I started out at the top of the hill and made my way down the path through the woods. First thing I came across was a badger sett with an incredibly steep slope outside the entrance. It also had two holes in front of it that looked like places where a tree had fallen on the sett and caved it in. If you looked closely you could see the tunnels deep down in the holes.
|The current entrance hole with the tell-tale pile of chalk scraping. In front there|
are two dark patches covered in sticks and logs.

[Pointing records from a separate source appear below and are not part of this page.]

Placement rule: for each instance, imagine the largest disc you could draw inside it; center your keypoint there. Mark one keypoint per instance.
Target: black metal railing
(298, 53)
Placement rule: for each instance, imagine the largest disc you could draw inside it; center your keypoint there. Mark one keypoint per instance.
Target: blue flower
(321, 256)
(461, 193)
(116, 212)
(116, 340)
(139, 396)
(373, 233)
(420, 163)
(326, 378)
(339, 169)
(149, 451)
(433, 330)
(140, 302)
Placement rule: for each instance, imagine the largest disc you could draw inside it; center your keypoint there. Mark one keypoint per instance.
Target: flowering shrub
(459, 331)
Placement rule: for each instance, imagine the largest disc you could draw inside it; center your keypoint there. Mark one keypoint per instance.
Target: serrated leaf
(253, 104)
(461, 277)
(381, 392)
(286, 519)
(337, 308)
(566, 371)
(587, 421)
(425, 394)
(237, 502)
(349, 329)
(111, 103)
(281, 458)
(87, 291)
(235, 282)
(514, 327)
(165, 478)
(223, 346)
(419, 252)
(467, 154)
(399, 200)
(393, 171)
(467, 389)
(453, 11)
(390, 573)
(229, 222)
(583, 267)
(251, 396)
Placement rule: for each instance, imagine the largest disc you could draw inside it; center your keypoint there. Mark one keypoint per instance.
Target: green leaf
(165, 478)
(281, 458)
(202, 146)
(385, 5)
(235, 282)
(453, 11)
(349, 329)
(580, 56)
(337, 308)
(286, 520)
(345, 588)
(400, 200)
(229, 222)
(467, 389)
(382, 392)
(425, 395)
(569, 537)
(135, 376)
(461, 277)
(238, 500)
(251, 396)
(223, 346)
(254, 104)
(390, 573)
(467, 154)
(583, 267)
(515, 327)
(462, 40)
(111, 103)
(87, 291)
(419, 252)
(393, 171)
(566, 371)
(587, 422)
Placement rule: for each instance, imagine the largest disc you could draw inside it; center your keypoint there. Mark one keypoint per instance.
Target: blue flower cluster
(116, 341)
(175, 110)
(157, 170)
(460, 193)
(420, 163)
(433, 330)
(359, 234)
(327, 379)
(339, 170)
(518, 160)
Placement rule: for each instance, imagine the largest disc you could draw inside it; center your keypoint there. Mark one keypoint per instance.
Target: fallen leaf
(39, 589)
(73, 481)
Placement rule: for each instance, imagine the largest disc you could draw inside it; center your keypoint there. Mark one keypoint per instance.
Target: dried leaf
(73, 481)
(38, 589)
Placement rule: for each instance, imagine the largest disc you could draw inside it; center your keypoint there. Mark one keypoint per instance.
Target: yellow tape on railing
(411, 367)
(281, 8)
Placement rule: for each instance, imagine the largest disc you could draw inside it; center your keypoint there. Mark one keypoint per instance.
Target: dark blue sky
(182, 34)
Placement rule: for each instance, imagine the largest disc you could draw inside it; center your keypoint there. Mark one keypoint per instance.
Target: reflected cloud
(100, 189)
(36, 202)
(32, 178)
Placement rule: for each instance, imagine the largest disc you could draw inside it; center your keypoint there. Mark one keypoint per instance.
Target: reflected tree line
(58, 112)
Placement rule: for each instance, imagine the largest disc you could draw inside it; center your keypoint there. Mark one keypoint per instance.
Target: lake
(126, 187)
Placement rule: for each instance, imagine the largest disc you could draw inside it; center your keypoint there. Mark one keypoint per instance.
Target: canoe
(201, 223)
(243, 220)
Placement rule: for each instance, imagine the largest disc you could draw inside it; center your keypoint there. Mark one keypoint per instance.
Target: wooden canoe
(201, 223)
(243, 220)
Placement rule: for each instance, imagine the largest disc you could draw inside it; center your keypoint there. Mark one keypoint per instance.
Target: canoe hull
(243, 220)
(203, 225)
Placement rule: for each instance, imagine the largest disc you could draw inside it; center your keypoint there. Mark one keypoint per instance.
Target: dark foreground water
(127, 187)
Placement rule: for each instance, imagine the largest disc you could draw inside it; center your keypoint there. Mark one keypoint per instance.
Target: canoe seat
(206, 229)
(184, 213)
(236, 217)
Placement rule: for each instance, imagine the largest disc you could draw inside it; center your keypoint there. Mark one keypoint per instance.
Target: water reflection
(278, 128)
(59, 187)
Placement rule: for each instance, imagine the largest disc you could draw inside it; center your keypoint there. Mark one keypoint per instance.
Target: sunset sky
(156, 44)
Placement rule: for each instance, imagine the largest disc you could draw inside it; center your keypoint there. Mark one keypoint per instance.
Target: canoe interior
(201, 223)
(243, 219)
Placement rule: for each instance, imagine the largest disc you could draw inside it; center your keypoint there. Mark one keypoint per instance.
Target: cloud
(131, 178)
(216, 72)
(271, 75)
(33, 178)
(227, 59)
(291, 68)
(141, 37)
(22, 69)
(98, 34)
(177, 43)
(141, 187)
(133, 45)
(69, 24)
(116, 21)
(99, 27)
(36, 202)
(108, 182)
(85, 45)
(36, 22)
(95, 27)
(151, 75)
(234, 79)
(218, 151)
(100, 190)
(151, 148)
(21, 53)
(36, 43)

These appear to be places
where a tunnel roof has caved in.
|Scratch marks in the chalk|
|In the caved in tunnel you can see tunnels leading away.|
Gore alert: Skip the next photo if you don't want to see a bit of gore!
Back on the path a baby bunny had been killed by something, probably a bird as it looked like the best bits had been pecked out: the liver and heart.
I carried on down the path and took a sharp left onto the Pheasant's Path, where I reached one of my favourite trees.
|Pheasant's Path and a lovely old Beech tree|
There were lots of very well rotted wood piles along part of the path. They were full of centipedes, snails, worms, woodlice and all sorts of lovely little creatures. Bug Mad Girl would love to have a good rummage through there.
|A lot of wood had been left to rot - heaven for all sorts of minibeasts!|
|The trees opened out to reveal a glade in the otherwise shaded wood|
|Some very impressive thistles were growing in the glade|
|Black Hedge, running along the lower edge of the reserve|
|Black Hedge on the right, with the chalk cross on Whiteleaf Hill above|
I turned back and followed the path back past Black Hedge until I reached the bottom of the steep steps up the hill, where we usually emerge after following the Pheasant's Path. Now I was back on familiar territory and plodded my way up the steps and out onto the grassland slope, back up to the top of the hill.
|The view from the top!|
I'd hoped I might stumble across some White Helleborines (orchids that grow somewhere on Brush Hill in the shade of the Beech trees), but I think it may still be a bit early for them to flower yet. Even though I didn't see any, it was a lovely walk, I dodged all the showers and I really enjoyed exploring a new part of a very familiar reserve and finding out a few more of its secrets.